Pole Baronets of Wolverton (1791)

Arms of Pole Baronets of Wolverton, Hampshire: Argent, a chevron between three crescents gules a mullet for difference[1]

The Pole, later Van Notten-Pole Baronetcy, of Wolverton in the County of Southampton, was created in the Baronetage of Great Britain on 28 July 1791 for Charles Pole, a London merchant.[2] Born Charles Van Notten, he was the son of Charles Van Notten, a merchant, of Amsterdam and London, (who was a descendant of Charles Van-Notten, who was created Lord of Ath and Van der Notten by Emperor Charles V, only son of Henry Van Notten, who was ennobled by Emperor Maximilian I in 1499) and his wife, Susanna Bosanquet. He married in 1769, Millicent, daughter of Charles Pole, of Holcroft, a scion of an ancient family of Radbourne Hall, Derbyshire and in 1787 changed his surname to Pole.

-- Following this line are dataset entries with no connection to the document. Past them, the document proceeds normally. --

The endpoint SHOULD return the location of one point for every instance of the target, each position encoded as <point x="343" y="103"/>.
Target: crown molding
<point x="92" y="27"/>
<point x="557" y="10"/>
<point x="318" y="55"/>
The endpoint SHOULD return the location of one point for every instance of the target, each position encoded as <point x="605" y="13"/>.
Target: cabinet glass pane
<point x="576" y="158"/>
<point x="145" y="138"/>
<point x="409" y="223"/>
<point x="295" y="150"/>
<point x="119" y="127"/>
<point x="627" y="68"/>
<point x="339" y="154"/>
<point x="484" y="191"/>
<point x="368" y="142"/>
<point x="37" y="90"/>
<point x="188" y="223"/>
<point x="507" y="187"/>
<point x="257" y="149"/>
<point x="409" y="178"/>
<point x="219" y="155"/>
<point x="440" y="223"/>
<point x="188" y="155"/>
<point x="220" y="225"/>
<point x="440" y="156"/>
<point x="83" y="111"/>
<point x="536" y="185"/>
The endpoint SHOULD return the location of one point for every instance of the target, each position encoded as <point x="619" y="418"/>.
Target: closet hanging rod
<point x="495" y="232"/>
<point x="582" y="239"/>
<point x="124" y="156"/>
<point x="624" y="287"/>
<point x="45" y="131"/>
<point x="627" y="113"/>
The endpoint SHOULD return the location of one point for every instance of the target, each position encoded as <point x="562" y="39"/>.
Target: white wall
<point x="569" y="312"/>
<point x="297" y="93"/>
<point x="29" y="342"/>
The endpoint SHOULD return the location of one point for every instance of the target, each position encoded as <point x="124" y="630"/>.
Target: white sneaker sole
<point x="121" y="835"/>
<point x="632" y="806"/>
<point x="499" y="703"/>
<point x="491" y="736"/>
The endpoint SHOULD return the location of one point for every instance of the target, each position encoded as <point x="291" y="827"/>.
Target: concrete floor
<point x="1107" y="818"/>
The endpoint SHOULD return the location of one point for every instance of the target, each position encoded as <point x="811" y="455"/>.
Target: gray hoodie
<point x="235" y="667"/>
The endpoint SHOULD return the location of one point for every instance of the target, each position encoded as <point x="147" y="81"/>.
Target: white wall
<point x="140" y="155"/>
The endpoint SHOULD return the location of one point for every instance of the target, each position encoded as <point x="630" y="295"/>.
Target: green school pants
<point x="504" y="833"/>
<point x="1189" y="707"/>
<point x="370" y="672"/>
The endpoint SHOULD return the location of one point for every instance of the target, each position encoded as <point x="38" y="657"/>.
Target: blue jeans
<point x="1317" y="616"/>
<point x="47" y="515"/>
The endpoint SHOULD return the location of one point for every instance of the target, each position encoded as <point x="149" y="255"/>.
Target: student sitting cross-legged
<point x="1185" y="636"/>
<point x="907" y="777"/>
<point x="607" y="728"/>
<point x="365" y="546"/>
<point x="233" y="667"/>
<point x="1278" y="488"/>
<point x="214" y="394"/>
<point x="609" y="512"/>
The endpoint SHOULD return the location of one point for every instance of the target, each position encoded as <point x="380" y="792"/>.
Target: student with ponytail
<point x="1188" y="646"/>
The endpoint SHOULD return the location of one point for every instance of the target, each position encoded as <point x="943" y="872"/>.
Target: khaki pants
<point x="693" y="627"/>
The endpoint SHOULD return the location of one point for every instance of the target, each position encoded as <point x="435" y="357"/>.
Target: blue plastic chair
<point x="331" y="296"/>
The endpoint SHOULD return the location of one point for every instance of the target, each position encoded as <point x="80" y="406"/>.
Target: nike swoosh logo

The baronetcy was created with remainder to the heirs male of his body, failing which to the heirs male of his daughter Susannah, wife of Isaac Minet (however, her male line is understood to have become extinct on the death of her son). His son, the second Baronet, sat as Tory Member of Parliament for Yarmouth and sold Wolverton House to the Duke of Wellington in 1837.

The third Baronet of Todenham House, Gloucestershire, was High Sheriff of Warwickshire in 1856. He assumed in 1853 by Royal licence the additional surname of Van Notten.[3] This line of the family failed on the death of the fourth Baronet in 1948. He was succeeded by the fifth Baronet, a descendant of General Edward Pole, fourth son of the second Baronet. He uses the surname of Pole only.

  1. ^ Debrett's Peerage, 1968, p. 646
  2. ^ "No. 13318". The London Gazette. 18 June 1791. p. 363.
  3. ^ "No. 21449". The London Gazette. 17 June 1863. p. 1701.